June-soundways | Nest & Egg | Bird-Blind
I showed her Secrets – Morning’s Nest -, c. 1862 (Fr346A)
According to the Snell meteorological record, in June 1864 the temperatures averaged in the mid-to-high 60s, but rose briefly into the 90s. And while the first half of the month was dominated by fair days with occasional showers on June 1, 2, 5, 6, 9, and 12, the second half of the month was hotter, with many days marked as dry, dusty, smoky. The end of the month was afflicted by severe drought. While the largest number of days—June 3, 4, 7, 8, 13, 14, 15, 16, 17, 18, 19, 21, 22, 24, 25, 26, 28, 29, 30—were quiet, with no perceptible weather sounds, a cold wind on June 10 was followed by frost the next day, and wind, this time a drought wind, came again on June 27. Stratus clouds were most often in the sky.

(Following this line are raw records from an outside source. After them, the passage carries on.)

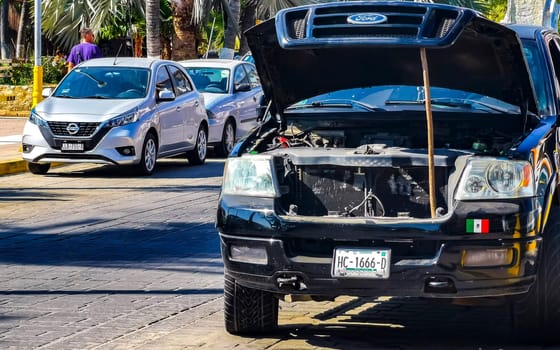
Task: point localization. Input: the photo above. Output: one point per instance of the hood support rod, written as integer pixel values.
(430, 126)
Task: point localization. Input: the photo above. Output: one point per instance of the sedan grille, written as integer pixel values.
(61, 128)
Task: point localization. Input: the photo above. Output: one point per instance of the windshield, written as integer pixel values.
(207, 79)
(399, 97)
(537, 70)
(104, 83)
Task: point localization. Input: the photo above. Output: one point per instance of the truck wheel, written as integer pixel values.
(248, 310)
(38, 169)
(536, 315)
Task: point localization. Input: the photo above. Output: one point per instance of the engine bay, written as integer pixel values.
(378, 168)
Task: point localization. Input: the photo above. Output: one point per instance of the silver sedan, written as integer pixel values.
(121, 111)
(232, 92)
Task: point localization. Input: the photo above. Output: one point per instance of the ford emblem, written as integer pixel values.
(366, 18)
(72, 128)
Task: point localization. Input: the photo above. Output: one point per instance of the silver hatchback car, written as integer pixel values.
(121, 111)
(232, 92)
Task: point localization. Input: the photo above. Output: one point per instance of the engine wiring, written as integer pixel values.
(367, 203)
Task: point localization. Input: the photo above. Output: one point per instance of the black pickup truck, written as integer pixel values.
(405, 149)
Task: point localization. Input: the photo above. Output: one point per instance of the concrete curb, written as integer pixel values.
(13, 166)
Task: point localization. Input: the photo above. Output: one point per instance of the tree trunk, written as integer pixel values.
(4, 50)
(184, 37)
(19, 39)
(153, 41)
(231, 31)
(248, 19)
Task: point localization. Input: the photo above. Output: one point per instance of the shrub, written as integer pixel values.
(54, 69)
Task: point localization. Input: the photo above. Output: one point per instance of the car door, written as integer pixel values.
(247, 101)
(190, 100)
(170, 114)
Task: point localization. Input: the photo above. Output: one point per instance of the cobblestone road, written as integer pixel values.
(96, 258)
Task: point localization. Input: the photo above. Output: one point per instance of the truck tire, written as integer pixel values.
(536, 315)
(248, 310)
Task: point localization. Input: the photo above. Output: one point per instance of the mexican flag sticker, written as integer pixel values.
(478, 225)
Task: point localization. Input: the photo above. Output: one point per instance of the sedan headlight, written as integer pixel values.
(250, 176)
(123, 119)
(496, 179)
(35, 119)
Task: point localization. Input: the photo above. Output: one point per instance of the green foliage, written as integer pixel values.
(54, 70)
(22, 74)
(217, 21)
(496, 10)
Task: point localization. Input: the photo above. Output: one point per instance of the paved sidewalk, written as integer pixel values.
(11, 128)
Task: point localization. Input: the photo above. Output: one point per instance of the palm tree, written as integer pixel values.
(62, 19)
(185, 30)
(153, 42)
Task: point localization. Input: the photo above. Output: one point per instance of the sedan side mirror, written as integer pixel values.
(46, 92)
(243, 87)
(166, 95)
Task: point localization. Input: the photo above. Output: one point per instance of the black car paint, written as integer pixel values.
(258, 221)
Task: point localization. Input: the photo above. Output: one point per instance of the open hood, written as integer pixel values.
(309, 50)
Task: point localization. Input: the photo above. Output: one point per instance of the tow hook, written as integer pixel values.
(290, 283)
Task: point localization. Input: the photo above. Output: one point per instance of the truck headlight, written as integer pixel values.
(492, 178)
(250, 175)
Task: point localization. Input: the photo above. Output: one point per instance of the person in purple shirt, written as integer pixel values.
(85, 50)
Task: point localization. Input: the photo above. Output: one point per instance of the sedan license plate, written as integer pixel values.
(361, 263)
(72, 146)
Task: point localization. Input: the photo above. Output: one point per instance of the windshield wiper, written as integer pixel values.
(449, 102)
(336, 104)
(101, 97)
(100, 83)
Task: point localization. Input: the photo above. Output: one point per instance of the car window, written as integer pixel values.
(240, 76)
(536, 69)
(404, 97)
(253, 76)
(104, 83)
(163, 80)
(182, 84)
(210, 79)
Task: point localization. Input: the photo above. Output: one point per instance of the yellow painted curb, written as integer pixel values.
(7, 113)
(13, 166)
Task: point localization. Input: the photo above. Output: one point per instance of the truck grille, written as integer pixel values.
(414, 21)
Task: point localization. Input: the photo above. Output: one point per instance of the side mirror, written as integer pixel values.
(46, 92)
(166, 95)
(243, 87)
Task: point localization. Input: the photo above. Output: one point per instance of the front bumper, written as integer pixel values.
(427, 259)
(102, 148)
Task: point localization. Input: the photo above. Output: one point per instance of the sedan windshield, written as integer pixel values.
(393, 97)
(209, 79)
(104, 83)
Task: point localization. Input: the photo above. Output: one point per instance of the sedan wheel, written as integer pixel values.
(228, 140)
(197, 156)
(149, 155)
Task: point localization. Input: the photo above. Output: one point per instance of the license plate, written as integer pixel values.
(361, 263)
(72, 147)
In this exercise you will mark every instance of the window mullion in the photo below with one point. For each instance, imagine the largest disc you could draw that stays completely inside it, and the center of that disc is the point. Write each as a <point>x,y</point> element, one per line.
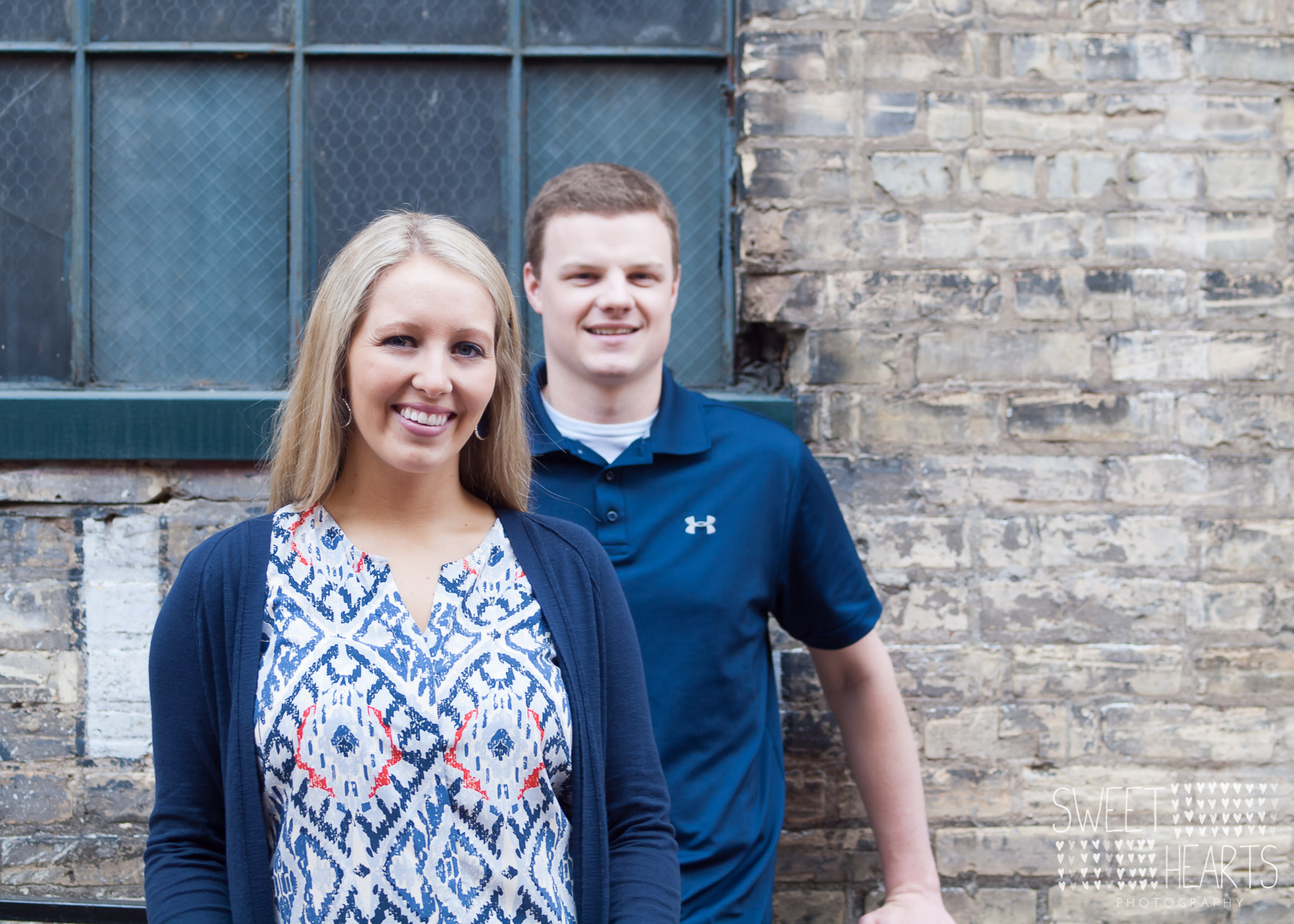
<point>79,263</point>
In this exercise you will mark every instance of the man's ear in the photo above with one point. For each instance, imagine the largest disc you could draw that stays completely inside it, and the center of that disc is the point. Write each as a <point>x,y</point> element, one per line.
<point>531,283</point>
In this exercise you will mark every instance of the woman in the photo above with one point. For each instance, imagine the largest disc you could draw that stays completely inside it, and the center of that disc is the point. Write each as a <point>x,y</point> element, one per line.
<point>426,701</point>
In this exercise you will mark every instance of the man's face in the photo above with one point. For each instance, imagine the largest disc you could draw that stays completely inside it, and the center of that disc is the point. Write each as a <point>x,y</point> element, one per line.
<point>606,290</point>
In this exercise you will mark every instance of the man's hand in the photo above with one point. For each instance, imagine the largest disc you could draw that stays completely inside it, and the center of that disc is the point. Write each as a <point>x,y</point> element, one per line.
<point>910,907</point>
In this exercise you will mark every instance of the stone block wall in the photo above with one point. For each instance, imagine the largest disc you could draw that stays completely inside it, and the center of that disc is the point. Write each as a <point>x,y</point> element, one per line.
<point>1031,266</point>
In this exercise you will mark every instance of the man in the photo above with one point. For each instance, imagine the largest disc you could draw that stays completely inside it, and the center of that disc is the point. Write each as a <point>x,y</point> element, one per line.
<point>713,518</point>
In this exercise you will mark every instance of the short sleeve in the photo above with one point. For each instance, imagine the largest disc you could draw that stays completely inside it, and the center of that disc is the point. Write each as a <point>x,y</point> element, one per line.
<point>825,598</point>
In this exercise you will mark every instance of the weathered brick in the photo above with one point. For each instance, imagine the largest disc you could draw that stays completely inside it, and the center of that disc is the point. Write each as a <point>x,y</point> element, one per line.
<point>1006,479</point>
<point>39,798</point>
<point>1156,236</point>
<point>1237,236</point>
<point>795,906</point>
<point>1055,732</point>
<point>1263,906</point>
<point>783,56</point>
<point>1246,296</point>
<point>893,543</point>
<point>991,357</point>
<point>995,852</point>
<point>1075,540</point>
<point>1231,175</point>
<point>1092,418</point>
<point>934,611</point>
<point>1088,608</point>
<point>1041,117</point>
<point>797,114</point>
<point>83,861</point>
<point>949,117</point>
<point>1001,172</point>
<point>788,172</point>
<point>911,175</point>
<point>888,113</point>
<point>1227,608</point>
<point>949,671</point>
<point>1185,355</point>
<point>38,733</point>
<point>1206,420</point>
<point>1164,176</point>
<point>40,677</point>
<point>119,798</point>
<point>1086,669</point>
<point>1008,544</point>
<point>1233,57</point>
<point>1075,57</point>
<point>1081,174</point>
<point>1189,117</point>
<point>1257,675</point>
<point>72,483</point>
<point>917,56</point>
<point>846,357</point>
<point>1263,547</point>
<point>1181,480</point>
<point>1135,296</point>
<point>1176,732</point>
<point>934,420</point>
<point>35,614</point>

Bird species in the scatterplot for June number just over 100, with losses of almost a third from the high count of May.
:00
The dawn choruses that arose in May reach a pitch by the summer solstice, when the earth attains its most extreme tilt toward the sun to give us the longest day of the year.
At the opening of June, the listener has taken their place in a bird-blind deep in the wood just before Robins and Thrushes sing open the pre-dawn hours. At first light, others come to join them: Warblers, Sparrows, Finches, Bluebirds, Chickadees, Orioles, Flycatchers, Tanagers, Swallows, Grosbeaks, Phoebes, Cuckoos, Catbirds, Swifts, Buntings, Veeries, Bobolinks…
:20
The waves of migration largely over, now the birds are on their nests, protecting their eggs or feeding their young.
The soundscape of aeries is a tensile net of knots and aperatures.
:27
Concealed in the blind, the listener is beside a nest of Wrens. Their begging sounds hissing close to their ear.
1:16
Something that is not one of them has entered the wood.
An axe rings out everywhere at once, turning the quiet cradle world into a site of alarm.